I continue to enjoy doing the blogs and I appreciate the comments. There are now 171 of them, an increase of over 90 from last year.

Monday, January 9, 2012

Athens, Georgia - a walk around a loop

My younger sister lives in Athens, Georgia dn we alternate visits just after Christmas. It was our turn to visit so we did the 700 mile journey down I-95 and I-85.

My sister and brother-in-law are keen walkers and they have a good long loop through their neighbourhood that they use for exercise.
So we set off  via the front drive way.

 My sister's house is at the top of a hill so the first part of the walk is easy.
 We think the development was started in the 70's but this section was built in the 80's.
 Most of the lawns are zoysia grass that turns a golden brown in the winter. Many gardens have green ground covers to provide some colour in winter.

 Athens is home of the University of Georgia and its football team, the Bulldogs.
 A curious colour for a fire hydrant, but I presume it shows up well at night.
 Since this is a university town, many of the inhabitants come from other countries. In this case, it looks like they are Irish.

 A rather sturdy mailbox.

 Perhaps my favourite structure on the whole walk. I reckon this would make a pretty good room for my stereo system.
 Since it was early January, most of the deciduous trees had lost their leaves. This was the exception.
 Whoever built the first of these certainly started a trend. Maybe there was an article in a DIY magazine that inspired a host of builders to unleash their trowels.
This is probably the busiest corner in the community. Whatever the owners do, cars cut the corner too close.

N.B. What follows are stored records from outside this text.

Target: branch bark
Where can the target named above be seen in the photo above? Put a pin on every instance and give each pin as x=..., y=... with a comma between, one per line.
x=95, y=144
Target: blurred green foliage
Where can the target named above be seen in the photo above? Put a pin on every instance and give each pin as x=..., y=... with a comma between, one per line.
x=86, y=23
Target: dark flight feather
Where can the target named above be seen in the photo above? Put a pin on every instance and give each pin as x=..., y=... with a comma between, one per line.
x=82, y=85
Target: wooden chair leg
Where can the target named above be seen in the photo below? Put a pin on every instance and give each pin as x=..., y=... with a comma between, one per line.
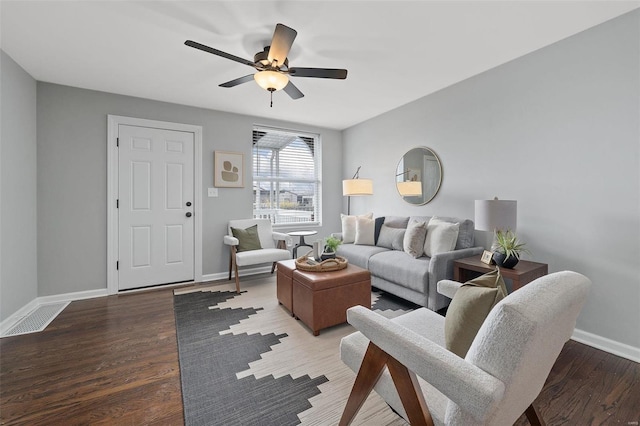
x=237, y=278
x=234, y=264
x=370, y=371
x=533, y=416
x=408, y=388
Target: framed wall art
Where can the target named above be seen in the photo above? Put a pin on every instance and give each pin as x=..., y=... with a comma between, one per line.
x=228, y=169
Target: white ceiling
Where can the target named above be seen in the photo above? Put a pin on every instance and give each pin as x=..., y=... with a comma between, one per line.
x=395, y=51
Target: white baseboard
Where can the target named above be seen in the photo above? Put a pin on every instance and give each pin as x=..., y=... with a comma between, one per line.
x=611, y=346
x=243, y=272
x=13, y=319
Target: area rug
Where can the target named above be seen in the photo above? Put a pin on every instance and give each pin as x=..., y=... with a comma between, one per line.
x=245, y=361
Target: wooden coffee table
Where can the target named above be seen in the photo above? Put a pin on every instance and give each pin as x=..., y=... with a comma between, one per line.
x=321, y=299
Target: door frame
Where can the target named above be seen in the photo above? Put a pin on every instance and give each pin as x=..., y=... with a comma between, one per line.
x=113, y=121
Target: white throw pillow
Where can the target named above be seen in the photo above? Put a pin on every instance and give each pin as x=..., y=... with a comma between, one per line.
x=413, y=243
x=365, y=231
x=441, y=236
x=349, y=226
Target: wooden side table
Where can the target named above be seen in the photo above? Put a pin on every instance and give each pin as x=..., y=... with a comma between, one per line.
x=523, y=273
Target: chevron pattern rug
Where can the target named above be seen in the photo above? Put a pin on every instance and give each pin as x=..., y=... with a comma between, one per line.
x=245, y=361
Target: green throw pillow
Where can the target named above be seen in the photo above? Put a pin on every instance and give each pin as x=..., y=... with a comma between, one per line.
x=468, y=309
x=248, y=238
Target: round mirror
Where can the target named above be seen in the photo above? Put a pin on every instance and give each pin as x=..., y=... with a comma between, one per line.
x=418, y=176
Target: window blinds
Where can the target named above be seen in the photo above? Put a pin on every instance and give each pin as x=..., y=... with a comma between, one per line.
x=285, y=176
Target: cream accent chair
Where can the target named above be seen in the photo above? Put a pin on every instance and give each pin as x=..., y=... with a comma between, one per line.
x=274, y=246
x=501, y=375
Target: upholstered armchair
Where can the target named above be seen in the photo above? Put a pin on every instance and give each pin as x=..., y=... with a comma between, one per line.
x=499, y=378
x=272, y=246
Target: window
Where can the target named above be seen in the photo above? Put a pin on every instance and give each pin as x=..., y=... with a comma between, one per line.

 I liked the patterns of the tar on the road.
 There are not many bright colours to be seen. Here is a bit of red to lighten the winter gloom.


 Most of the trees in the development are tall pine trees.
 Since the climate is very humid, some of the trees have a green fungus growing on them.
 Closeup of the fungus.
Since we are in 'the South', there has to be a magnolia tree.
 Two Christmas trees that had served their purpose.
 Magnolia leaves.
 In the past couple of years, some of the local house owners have created a nature walk which makes a pleasant change from just walking on the road.
 The walk features a creek that flows in the lower parts of the community. In wet weather, some of the houses used to flood but they have been removed.
 The local council has donated some trees to enhance the area.

 Bark and mold. What a combo.
 Some of the community members have been very industrious wheeling loads of wood chips to cover the path. It really helps when it has rained and the path would be muddy.

 I was intrigued by the use of the fallen tree to delineate the path. Yes, that is my sister walking ahead.
 A basic but functional bridge.
 The Sydney Harbour Bridge.
 This 'bridge' could use improvement.
 A nifty cubby house. Note the natural lighting panels in the roof.

 Somebody had installed a fire pit and seating along with a bar. It probably would have been quite pleasant in the spring and autumn lounging around in the 'Kingswood Corniche'. Summer is too hot in this area to be pleasant.

 Apparently this is a beaver dam.
 Closeup of more mold. We last saw mold like this in Scotland.
 Somebody had erected a flying fox. No doubt the kids loved it.
 The local Maginot Line bunker.
 Some of the trees by the stream are very dense. It basically is a swamp in this area.
Of course the last part of the walk is the worst since you have to climb the hill. Then you need a nap. At least I do that part well.